What side effects are associated with this type of intervention?

Common side effects of melanoma treatments involving nivolumab (anti-PD-1) and ipilimumab (anti-CTLA-4) include immune-related adverse events such as skin reactions, endocrine disorders, gastrointestinal issues, and liver toxicity. These can manifest as rash, colitis, hepatitis, and thyroid dysfunction. Cryoablation therapy, which destroys cancer cells by freezing, can cause localized pain, swelling, and potential damage to nearby tissues. When combined, these treatments may lead to a higher incidence of immune-related side effects and localized complications from the cryoablation procedure.

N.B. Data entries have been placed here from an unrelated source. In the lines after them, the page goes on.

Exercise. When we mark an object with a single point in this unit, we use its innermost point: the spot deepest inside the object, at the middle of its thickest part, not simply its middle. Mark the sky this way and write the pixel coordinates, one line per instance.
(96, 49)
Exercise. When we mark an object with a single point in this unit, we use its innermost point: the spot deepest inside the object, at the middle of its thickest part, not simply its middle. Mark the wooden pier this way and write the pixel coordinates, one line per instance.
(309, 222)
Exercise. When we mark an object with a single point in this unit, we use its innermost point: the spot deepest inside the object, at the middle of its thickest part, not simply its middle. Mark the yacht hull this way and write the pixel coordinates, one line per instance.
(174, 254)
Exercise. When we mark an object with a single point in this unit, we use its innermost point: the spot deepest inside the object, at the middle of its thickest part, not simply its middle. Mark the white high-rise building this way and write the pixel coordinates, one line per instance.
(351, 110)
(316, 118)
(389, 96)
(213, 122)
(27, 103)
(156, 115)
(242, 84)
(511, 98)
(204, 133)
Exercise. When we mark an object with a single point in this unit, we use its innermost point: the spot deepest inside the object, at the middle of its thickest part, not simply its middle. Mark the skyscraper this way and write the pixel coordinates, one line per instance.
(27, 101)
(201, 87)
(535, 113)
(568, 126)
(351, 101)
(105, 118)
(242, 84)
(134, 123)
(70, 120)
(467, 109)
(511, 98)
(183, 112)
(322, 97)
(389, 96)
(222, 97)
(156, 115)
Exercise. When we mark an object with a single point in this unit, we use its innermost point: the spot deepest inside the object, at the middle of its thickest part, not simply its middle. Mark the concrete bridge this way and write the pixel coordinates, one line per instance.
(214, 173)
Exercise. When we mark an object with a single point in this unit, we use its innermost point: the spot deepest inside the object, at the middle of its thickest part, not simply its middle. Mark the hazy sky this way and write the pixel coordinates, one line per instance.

What prior FDA approvals exist?

Nivolumab (anti-PD-1) and Ipilimumab (anti-CTLA-4) have both received FDA approval for the treatment of advanced melanoma. Nivolumab was approved for use in patients with unresectable or metastatic melanoma, either as a monotherapy or in combination with Ipilimumab. The combination of Nivolumab and Ipilimumab has shown improved progression-free survival and overall survival compared to monotherapy with either agent alone. This combination leverages the complementary mechanisms of action of the two drugs to enhance the immune response against cancer cells. Additionally, Pembrolizumab (another anti-PD-1 drug) has also been approved for similar indications in melanoma treatment.

What other types of research exist?

Promising novel alternatives for melanoma treatment in 2024 include: 1) Pembrolizumab (anti-PD-1) as adjuvant therapy, which has shown improved distant metastasis-free survival in high-risk stage II melanoma. 2) Combination therapies involving Dabrafenib and Trametinib for patients with BRAF-mutated melanoma, which have demonstrated significant benefits in adjuvant settings. 3) Experimental approaches such as CAR-T cell therapies, which are being tested in clinical trials and may offer new avenues for treatment.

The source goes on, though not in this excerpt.